Bei Vergaben trägt der öffentliche Auftraggeber das Risiko, dass sich der Zuschlag wegen eines Nachprüfungsverfahrens verzögert und sich deshalb die Preise erhöhen (BGH vom 11. Mai 2009 – AZ VII ZR 11/08)
Ein Bauunternehmen verlangte von der Bundesrepublik Deutschland eine Mehrvergütung wegen erhöhter Stahl- und Zementkosten, die durch Verzögerungen aufgrund eines Nachprüfungsverfahrens entstanden waren. Der BGH entschied: Der Vertrag wird wie ausgeschrieben geschlossen. Fristen und Termine bleiben zunächst unverändert, auch wenn sie nicht mehr einzuhalten sind. Die Parteien müssen sich aber über Termine und Kosten neu einigen, um die Vertragslücke zu schließen.

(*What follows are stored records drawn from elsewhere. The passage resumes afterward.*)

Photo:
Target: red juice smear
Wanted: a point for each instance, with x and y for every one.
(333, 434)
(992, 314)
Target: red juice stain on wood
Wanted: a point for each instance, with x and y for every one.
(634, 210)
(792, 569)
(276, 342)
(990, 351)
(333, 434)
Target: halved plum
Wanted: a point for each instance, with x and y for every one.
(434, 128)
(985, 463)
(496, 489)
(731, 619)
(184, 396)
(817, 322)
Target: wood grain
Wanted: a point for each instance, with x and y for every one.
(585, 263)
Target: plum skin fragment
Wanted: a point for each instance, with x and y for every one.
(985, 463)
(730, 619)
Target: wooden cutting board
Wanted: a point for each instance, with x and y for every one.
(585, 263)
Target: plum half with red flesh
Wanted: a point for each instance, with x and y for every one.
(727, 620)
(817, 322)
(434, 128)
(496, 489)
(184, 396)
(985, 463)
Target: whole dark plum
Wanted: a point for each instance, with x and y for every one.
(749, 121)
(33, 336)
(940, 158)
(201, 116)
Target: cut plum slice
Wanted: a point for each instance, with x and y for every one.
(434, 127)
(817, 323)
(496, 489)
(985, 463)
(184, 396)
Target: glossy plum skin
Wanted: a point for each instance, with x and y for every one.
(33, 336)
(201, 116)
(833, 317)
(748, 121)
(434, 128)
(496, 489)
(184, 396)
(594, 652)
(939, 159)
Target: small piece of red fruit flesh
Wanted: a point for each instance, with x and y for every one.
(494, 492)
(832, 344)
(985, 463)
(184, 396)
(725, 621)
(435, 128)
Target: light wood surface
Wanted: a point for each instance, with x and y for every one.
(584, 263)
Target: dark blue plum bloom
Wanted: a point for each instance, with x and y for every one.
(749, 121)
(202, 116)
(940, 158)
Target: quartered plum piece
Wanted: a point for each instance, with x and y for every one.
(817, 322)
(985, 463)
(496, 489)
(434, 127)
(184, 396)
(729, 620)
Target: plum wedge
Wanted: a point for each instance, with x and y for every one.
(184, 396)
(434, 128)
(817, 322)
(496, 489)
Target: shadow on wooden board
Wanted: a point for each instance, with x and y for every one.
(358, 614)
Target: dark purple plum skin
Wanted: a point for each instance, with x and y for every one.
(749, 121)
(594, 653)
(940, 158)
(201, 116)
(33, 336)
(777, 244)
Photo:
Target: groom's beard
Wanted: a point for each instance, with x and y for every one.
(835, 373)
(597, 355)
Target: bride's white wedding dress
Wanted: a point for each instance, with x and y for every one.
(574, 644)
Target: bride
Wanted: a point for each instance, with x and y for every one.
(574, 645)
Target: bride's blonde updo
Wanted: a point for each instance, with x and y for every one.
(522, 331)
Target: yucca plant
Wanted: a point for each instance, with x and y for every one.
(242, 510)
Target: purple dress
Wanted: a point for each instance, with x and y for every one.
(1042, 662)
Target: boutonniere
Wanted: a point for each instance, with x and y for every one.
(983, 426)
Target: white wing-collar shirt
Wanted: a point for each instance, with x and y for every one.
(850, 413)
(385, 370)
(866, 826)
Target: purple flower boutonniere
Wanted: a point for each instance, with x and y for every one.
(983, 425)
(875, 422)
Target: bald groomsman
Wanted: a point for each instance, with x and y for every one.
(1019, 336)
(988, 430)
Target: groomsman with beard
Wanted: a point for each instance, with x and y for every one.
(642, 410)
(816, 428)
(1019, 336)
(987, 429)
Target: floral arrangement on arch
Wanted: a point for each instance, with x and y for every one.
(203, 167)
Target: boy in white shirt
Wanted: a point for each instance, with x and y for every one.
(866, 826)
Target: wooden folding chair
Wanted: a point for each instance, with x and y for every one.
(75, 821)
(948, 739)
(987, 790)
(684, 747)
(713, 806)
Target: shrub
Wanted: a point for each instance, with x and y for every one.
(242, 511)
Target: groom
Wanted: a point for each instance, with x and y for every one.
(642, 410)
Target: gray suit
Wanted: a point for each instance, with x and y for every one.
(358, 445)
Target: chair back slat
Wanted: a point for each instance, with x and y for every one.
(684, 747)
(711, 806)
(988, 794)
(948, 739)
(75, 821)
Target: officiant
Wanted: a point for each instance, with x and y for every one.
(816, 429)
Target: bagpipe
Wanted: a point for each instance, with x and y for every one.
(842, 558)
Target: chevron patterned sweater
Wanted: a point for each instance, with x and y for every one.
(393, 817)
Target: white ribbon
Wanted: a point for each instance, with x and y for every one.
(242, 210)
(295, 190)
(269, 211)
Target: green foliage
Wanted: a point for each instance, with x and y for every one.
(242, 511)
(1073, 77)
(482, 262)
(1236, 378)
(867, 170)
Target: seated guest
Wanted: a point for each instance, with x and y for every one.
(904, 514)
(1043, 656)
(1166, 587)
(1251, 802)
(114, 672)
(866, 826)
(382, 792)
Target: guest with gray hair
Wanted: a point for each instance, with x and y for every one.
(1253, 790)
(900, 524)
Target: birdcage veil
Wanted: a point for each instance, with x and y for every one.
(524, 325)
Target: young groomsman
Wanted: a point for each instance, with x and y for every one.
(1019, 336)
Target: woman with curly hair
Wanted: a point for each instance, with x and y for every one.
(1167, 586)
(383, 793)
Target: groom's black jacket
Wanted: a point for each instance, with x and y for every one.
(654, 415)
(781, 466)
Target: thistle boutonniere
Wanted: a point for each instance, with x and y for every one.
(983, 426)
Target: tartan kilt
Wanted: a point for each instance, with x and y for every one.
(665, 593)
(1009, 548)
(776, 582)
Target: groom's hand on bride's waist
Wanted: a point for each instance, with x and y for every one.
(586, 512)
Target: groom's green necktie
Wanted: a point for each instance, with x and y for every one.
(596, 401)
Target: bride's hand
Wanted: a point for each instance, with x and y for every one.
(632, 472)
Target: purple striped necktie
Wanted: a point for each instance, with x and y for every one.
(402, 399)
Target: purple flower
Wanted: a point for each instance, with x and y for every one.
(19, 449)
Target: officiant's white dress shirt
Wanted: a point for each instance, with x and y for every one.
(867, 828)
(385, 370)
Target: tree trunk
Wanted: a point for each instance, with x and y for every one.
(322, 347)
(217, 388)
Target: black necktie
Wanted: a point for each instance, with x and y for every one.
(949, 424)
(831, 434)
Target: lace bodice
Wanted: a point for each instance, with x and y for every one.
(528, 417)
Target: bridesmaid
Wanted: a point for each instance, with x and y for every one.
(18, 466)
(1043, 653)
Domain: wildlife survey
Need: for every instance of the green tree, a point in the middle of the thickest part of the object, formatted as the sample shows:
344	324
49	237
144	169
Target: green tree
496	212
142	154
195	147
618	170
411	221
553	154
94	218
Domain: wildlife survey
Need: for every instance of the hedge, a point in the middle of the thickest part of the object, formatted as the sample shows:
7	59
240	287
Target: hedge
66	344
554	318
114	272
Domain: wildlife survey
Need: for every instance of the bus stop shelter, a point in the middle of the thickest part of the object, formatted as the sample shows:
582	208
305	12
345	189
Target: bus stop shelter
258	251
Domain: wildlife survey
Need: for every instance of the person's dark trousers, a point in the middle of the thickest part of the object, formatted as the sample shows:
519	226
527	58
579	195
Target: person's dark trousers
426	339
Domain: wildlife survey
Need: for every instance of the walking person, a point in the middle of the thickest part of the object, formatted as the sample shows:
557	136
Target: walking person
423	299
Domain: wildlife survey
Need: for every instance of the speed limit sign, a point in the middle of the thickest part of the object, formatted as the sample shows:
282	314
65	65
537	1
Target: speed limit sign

Einigen sie sich nicht, nimmt der BGH eine Lücke an, die er durch ergänzende Vertragsauslegung füllt. Er stellt darauf ab, „was die Parteien bei einer angemessenen Abwägung ihrer Interessen nach Treu und Glauben als redliche Vertragspartner für den von ihnen nicht geregelten Fall vereinbart hätten“.
Die Bauzeit ist unter Berücksichtigung der Umstände an den Einzelfall anzupassen. Sie wird regelmäßig um die Zeit der Verzögerung auf später verschoben. Die Vergütung wird entsprechend der Mehr- oder Minderkosten geändert. Diese Rechtsfolge ist in der Verdingungsordnung für Bauleistungen, Teil B (VOB/B) vorgesehen, wenn sich durch Anordnungen des Auftraggebers die Grundlagen des Preises für eine im Vertrag vorgesehene Leistung ändern.
Der Gesetzgeber hatte im Gesetz gegen Wettbewerbsbeschränkungen (GWB) mit dem Nachprüfungsverfahren einen Rechtschutz für unterlegene Bieter vorgesehen, dabei aber versäumt, dessen Auswirkungen auf das Vergabeverfahren vollständig zu regeln.
Für die öffentliche Hand bedeutet diese Entscheidung eine nicht unerhebliche Kostensteigerung, da der Zuschlag im Verfahren aufgrund von Nachprüfungsverfahren häufig erst verspätet erteilt werden kann.